Eine Biosphärenregion bietet echte Chancen für die Wissenschaft und Gesellschaft

Auch die Weinbau-Landschaft im Rheingau würde von einer UNESCO-Biosphärenregion profitieren.

Die Hochschule Geisenheim begrüßt die positive Bewertung der Machbarkeitsstudie

„Eine Marke, die die Region einen großen Schritt voranbringt“: Mit diesen Worten unterstützt der Präsident der Hochschule Geisenheim, Prof. Dr. Hans Reiner Schultz, den Vorschlag der hessischen Umweltministerin, in der Region Rheingau-Taunus/Main-Taunus und Wiesbaden eine UNESCO-Biosphärenregion auf den Weg zu bringen. „Wir sind bereit, mit voller Kraft unser wissenschaftliches Knowhow in die Gestaltung einer Modellregion für Nachhaltigkeit vor unserer Haustür zu investieren“, erklärt der Präsident.

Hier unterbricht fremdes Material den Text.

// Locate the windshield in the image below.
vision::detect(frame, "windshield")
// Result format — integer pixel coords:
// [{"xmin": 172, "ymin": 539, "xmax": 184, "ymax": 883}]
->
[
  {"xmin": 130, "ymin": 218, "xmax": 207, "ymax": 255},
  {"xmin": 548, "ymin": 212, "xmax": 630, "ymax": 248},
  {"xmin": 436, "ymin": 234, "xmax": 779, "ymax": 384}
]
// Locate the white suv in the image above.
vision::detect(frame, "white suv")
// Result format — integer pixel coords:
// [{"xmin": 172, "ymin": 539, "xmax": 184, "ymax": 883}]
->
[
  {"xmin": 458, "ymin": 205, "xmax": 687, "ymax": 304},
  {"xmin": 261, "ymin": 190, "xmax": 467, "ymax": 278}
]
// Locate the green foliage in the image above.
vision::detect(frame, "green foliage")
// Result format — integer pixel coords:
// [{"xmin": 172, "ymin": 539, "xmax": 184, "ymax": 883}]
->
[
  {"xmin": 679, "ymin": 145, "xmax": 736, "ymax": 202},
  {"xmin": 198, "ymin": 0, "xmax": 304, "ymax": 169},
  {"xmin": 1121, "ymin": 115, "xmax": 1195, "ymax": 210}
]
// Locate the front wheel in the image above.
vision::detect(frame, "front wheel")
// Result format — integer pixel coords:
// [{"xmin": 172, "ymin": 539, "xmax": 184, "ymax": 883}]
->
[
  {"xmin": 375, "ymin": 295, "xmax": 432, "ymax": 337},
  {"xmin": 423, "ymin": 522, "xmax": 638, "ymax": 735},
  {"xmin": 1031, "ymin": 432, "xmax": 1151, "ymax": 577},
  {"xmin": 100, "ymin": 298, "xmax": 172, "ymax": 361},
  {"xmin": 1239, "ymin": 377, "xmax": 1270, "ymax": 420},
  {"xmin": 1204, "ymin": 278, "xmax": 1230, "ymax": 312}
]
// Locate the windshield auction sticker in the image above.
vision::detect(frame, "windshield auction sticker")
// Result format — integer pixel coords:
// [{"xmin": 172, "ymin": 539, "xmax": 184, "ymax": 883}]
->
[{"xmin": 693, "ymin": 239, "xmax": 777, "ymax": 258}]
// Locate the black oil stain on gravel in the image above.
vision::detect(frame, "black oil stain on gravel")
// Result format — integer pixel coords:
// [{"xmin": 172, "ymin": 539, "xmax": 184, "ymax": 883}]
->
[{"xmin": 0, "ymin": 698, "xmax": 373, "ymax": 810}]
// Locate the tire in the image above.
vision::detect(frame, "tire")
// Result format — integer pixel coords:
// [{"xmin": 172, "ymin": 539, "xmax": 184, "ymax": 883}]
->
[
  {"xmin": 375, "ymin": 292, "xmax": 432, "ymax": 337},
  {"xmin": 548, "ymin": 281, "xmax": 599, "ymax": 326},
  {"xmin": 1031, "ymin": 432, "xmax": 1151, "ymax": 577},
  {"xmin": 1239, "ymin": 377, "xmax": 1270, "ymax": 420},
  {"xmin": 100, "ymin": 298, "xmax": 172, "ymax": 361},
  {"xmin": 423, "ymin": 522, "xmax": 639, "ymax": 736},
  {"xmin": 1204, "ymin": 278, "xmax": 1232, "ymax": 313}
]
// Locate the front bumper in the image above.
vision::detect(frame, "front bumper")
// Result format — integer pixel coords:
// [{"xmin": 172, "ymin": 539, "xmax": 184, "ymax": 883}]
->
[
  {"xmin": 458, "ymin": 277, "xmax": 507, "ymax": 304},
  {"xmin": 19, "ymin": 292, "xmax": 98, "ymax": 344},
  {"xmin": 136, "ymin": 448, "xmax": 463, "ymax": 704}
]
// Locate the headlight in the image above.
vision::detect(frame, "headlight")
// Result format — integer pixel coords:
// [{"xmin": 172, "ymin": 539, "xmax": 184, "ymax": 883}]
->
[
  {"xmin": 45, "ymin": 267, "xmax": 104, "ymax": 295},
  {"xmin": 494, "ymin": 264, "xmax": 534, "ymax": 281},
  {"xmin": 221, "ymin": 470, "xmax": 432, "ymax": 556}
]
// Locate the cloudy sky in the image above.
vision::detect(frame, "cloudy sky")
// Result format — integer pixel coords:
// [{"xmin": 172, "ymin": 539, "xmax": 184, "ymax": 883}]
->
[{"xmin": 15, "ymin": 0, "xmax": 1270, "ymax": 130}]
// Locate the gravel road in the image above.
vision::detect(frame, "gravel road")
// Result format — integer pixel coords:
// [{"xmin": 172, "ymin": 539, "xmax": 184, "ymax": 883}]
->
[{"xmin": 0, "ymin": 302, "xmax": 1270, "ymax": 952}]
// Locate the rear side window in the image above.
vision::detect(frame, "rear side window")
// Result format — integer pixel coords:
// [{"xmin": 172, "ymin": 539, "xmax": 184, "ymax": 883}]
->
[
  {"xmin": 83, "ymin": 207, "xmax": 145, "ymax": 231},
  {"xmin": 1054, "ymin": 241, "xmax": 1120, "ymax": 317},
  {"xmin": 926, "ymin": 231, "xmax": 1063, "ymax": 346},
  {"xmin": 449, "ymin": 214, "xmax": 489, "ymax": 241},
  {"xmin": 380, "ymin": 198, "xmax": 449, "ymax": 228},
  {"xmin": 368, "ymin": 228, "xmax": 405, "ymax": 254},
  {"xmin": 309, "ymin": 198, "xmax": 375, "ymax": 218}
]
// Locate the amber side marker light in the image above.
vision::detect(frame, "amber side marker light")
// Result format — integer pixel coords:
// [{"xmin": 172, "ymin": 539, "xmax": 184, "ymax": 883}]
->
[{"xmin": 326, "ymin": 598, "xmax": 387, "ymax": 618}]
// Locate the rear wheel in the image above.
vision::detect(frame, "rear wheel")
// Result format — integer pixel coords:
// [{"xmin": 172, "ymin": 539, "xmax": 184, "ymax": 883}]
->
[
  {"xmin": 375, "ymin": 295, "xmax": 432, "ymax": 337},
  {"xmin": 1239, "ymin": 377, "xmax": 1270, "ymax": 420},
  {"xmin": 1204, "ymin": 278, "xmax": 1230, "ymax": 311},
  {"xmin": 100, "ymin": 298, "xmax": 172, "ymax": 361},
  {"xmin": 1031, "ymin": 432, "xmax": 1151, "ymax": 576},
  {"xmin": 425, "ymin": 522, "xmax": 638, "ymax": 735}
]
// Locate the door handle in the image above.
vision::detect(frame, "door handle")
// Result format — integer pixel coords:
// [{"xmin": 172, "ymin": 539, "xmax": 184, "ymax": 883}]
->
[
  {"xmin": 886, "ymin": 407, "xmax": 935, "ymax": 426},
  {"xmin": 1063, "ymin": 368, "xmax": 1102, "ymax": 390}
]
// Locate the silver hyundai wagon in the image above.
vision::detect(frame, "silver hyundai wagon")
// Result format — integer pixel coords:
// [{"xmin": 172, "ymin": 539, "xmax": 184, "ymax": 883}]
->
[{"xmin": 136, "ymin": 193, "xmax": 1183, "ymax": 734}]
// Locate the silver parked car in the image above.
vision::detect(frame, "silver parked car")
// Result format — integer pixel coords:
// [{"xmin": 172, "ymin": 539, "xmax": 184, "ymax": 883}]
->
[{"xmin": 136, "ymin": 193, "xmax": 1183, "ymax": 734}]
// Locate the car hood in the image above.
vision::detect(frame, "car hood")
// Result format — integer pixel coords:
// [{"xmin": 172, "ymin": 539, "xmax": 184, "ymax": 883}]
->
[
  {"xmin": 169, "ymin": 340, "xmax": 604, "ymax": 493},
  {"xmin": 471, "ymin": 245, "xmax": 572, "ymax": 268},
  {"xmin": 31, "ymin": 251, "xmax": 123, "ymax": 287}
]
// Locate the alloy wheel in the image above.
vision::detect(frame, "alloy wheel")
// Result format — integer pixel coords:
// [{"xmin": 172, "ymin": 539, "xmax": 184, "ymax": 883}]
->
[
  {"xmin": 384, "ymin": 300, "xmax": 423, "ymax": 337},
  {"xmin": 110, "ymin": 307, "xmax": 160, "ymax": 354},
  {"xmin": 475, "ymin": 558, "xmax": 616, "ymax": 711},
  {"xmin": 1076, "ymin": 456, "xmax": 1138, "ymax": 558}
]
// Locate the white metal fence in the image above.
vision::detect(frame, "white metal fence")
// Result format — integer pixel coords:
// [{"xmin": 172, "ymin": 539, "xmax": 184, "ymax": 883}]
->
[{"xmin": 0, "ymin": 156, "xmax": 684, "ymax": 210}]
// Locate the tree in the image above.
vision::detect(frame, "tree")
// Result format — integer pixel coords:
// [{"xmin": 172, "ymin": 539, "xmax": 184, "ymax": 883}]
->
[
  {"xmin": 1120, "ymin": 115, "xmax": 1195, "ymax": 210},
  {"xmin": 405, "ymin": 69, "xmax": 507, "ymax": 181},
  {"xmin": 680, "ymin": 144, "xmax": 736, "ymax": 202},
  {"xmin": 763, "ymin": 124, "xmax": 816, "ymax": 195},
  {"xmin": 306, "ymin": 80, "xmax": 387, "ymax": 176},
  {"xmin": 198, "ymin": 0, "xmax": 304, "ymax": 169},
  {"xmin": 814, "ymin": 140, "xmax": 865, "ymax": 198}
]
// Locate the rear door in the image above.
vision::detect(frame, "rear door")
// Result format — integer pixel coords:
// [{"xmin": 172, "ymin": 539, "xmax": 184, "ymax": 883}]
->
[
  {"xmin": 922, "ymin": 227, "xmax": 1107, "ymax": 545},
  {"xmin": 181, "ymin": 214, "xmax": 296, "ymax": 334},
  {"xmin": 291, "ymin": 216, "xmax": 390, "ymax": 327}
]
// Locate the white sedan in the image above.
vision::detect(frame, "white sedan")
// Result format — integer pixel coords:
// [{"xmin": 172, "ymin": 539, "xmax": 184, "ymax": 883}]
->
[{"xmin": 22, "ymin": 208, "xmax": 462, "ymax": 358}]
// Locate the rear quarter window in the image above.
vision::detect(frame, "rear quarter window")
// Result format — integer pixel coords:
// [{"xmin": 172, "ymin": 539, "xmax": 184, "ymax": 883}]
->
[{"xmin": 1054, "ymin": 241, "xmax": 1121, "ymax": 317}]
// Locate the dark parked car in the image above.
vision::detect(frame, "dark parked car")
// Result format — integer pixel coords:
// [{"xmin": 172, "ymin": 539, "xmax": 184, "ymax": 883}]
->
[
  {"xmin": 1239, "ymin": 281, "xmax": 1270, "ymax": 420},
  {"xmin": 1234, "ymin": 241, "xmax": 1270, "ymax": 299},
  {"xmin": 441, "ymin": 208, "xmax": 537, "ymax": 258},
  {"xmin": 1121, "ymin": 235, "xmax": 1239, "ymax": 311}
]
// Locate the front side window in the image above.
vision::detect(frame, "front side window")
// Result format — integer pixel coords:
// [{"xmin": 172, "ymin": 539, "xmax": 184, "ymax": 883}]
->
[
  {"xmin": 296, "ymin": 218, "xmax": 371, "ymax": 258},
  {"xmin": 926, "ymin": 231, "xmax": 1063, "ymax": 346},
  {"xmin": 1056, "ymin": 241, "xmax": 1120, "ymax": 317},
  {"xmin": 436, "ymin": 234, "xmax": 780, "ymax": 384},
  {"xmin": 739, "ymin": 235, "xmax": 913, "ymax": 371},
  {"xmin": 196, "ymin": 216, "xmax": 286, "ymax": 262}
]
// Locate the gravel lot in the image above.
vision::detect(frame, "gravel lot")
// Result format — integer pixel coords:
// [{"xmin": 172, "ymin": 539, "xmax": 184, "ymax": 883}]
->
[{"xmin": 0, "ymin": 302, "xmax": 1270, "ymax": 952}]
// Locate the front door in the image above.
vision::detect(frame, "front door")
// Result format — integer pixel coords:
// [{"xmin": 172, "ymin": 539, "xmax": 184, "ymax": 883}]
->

Die globalen Herausforderungen der Menschheit seien in erster Linie auf lokaler und regionaler Ebene zu lösen, sagt Schultz: Folgen des Klimawandels und des Artensterbens würden zunehmend spürbar und für die Gesellschaft stetig teurer. Die Hochschule Geisenheim fühle sich mitverantwortlich für die Umsetzung der 17 Ziele für Nachhaltigkeit der Vereinten Nationen. „Die Biosphärenregion bietet uns als Wissenschaftlerinnen und Wissenschaftlern die einzigartige Chance, direkt vor der Haustür Modelle zu entwickeln und zu erproben, wie wir unseren Arbeits- und Lebensraum nachhaltig gestalten können.“ Ökonomische, ökologische und soziale Ziele seien dabei unter einen Hut zu bringen. Für die Lehre, Forschung und den Wissenstransfer in die Gesellschaft sei das eine einzigartige Herausforderung und Chance.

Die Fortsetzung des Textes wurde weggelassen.